Growing up, our parents would give us a foods that are believed to help cure cold, or at least ease its symptoms. Dr. Rachel Johnson Ph.D., M.P.H., R.D., of EatingWell.com puts these cold foods to the test to separate the "nationally valid" foods from the "mythically valid" ones.

Chicken soup

Chicken soup is the standard "cold" food. But Dr. Johnson has found that it has more to offer than just comfort. In one study, researchers measured nasal mucus velocity (runny nose) and nasal airflow resistance (stuffy nose) after volunteers drank cold water, hot water, or ate chicken soup.

The researchers found that among the three, chicken soup was the most effective at making noses run. This is considered a good thing because nasal secretions help get rid of pathogenic viruses and bacteria. Soup also aids in hydration, and raises the temperature of the airways, both of which are important for loosening nasal secretions.

Vitamin C

Dr. Johnson referred to a review of 29 studies which involved 11,000 participants. The reviewers of these studies found that vitamin C actually does not reduce the incidence of colds. However, doses of 200 mg or greater shortened the duration of colds by about 8 percent. Though 8 percent is not a significant difference, it was still a difference.

There was also a reduction in the number of days that students and employees took of from school or work, which indicates that vitamin C may help reduce a cold’s severity. The effectiveness of vitamin C however, seems to vary from person to person.

Vitamin D

Since colds tend to strike during winter, some researchers though that the lack of vitamin D (which sunshine provides) makes us more susceptible. One study found that a group of kids who took vitamin D supplements had fewer colds than another group that didn’t. Though further study is needed, it’s wise to take multivitamins that provides 100 percent of your daily vitamin D requirements.  

Zinc

Just how effective zinc is against colds is yet to be determined. In one study, it was found that zinc lozenges shortened the durations of colds by one-half. Other studies however, found that they have no edge over a placebo.

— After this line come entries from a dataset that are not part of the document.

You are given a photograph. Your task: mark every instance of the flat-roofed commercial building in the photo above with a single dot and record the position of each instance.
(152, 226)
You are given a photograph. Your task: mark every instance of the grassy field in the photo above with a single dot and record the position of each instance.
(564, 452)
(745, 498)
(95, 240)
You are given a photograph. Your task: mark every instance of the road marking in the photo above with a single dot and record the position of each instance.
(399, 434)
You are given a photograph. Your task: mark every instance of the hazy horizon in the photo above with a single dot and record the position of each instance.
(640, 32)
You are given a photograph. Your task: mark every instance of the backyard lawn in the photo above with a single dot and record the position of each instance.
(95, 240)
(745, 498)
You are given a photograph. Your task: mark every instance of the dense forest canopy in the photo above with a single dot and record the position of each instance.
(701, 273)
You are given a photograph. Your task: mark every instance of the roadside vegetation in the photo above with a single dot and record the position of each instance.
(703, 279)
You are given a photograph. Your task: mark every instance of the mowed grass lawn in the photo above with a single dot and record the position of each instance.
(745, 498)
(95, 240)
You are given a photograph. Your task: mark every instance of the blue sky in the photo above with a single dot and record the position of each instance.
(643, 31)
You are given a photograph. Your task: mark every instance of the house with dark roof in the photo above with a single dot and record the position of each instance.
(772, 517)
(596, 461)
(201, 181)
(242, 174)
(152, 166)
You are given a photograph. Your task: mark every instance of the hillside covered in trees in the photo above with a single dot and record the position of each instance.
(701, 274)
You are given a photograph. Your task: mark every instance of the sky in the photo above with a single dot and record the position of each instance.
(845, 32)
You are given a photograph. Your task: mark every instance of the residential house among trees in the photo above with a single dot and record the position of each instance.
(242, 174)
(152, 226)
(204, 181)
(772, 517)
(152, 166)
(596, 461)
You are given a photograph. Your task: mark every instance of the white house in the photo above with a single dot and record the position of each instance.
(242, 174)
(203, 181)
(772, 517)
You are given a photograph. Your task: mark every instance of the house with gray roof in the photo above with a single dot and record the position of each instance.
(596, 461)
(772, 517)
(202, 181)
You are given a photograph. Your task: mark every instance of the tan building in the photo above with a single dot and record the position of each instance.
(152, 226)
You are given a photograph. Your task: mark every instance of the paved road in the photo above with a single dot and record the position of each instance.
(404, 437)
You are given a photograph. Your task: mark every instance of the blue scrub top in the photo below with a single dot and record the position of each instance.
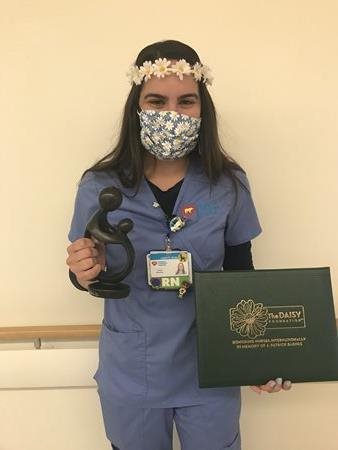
(147, 349)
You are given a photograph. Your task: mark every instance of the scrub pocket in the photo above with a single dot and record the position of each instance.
(122, 363)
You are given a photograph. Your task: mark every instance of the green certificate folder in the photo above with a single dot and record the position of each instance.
(253, 326)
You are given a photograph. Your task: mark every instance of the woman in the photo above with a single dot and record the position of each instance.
(182, 192)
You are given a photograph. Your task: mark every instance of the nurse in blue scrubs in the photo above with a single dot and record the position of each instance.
(183, 192)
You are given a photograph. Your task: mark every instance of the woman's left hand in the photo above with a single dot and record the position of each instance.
(273, 386)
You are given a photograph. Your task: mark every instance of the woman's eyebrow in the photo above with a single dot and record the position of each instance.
(192, 94)
(155, 95)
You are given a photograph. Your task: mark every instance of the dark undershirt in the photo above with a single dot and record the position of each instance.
(237, 257)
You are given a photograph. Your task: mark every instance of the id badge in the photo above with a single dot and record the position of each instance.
(169, 270)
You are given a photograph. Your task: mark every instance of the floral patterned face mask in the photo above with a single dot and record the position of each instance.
(168, 134)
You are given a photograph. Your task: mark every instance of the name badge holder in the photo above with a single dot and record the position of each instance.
(170, 269)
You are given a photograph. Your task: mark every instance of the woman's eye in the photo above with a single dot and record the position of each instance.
(156, 102)
(187, 102)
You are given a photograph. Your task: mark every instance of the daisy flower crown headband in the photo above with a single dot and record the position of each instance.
(162, 67)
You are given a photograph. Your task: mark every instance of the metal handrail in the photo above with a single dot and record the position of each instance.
(53, 332)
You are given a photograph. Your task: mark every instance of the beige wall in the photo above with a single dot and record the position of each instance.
(62, 88)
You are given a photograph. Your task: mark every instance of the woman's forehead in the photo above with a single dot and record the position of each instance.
(170, 85)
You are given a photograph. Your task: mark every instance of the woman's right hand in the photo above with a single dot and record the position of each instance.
(86, 259)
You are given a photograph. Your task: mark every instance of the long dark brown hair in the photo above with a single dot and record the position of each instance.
(127, 157)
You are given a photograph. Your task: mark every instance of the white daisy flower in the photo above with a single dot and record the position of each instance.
(206, 72)
(134, 75)
(147, 70)
(161, 67)
(181, 68)
(197, 71)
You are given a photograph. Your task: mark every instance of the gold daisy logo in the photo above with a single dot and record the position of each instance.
(249, 319)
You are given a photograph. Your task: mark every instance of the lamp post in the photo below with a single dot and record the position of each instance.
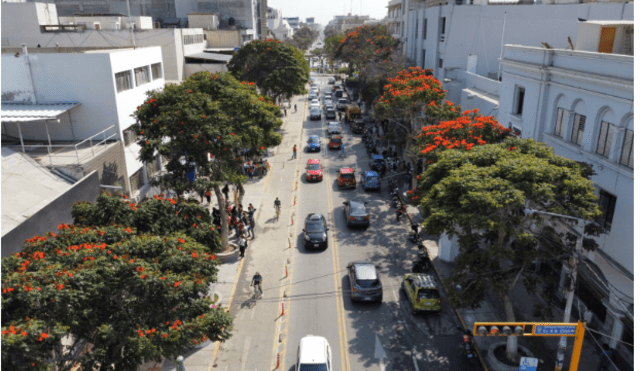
(573, 271)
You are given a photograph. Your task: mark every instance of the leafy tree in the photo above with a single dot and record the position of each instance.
(480, 195)
(111, 297)
(203, 124)
(278, 70)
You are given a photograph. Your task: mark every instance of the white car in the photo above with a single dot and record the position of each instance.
(314, 353)
(334, 128)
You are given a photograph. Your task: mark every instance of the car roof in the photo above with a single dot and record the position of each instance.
(424, 281)
(365, 271)
(312, 349)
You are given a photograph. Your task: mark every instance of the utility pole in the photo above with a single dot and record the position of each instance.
(573, 273)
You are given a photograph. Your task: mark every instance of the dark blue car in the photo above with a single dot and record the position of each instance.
(371, 180)
(314, 143)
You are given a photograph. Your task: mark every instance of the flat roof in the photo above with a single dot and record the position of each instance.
(24, 112)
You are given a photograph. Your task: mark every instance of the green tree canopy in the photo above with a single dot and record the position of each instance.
(110, 296)
(203, 124)
(480, 195)
(279, 70)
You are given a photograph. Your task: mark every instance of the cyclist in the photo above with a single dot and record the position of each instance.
(257, 282)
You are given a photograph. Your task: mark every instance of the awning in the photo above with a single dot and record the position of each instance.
(211, 57)
(24, 112)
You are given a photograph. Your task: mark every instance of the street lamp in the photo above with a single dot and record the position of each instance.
(573, 271)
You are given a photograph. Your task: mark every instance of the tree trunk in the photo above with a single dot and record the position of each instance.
(512, 341)
(224, 221)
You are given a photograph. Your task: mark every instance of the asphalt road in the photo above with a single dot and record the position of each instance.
(363, 336)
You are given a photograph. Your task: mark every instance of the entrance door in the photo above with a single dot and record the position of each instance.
(607, 35)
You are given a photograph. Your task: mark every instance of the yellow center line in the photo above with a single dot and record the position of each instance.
(339, 303)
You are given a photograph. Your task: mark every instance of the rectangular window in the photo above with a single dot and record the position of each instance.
(577, 132)
(561, 120)
(627, 149)
(608, 204)
(142, 75)
(605, 139)
(424, 29)
(156, 71)
(123, 81)
(519, 100)
(137, 180)
(129, 136)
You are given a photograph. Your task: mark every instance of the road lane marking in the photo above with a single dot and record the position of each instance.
(342, 330)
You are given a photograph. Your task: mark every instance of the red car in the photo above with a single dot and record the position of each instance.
(314, 170)
(335, 142)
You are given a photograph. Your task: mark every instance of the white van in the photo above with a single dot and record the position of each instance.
(314, 354)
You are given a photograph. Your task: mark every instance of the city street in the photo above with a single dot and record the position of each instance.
(315, 293)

If you want to try zinc lozenges, Dr. Johnson recommends following the protocol used in scientific studies: "take the lozenges every two hours and stop when your symptoms die down." Do not think that more is better. Excessive doses of zinc can hamper mineral absorption, and high doses can be toxic.

Dairy products

The link between dairy products and colds needs further research. According to Dr. Johnson, there may be a placebo effect at work. People who say that they believe that milk causes more mucus production are apt to report more respiratory symptoms after they’ve been given milk.

However, in a blind test that used a soy-based drink with the same "sensory characteristics" as milk, subjects reported the same mucus production changes as they did with cow’s milk. Dr. Johnson advises against skipping calcium-milk or other dairy products, especially not yogurt, which contains good bacteria that may boost the immune system.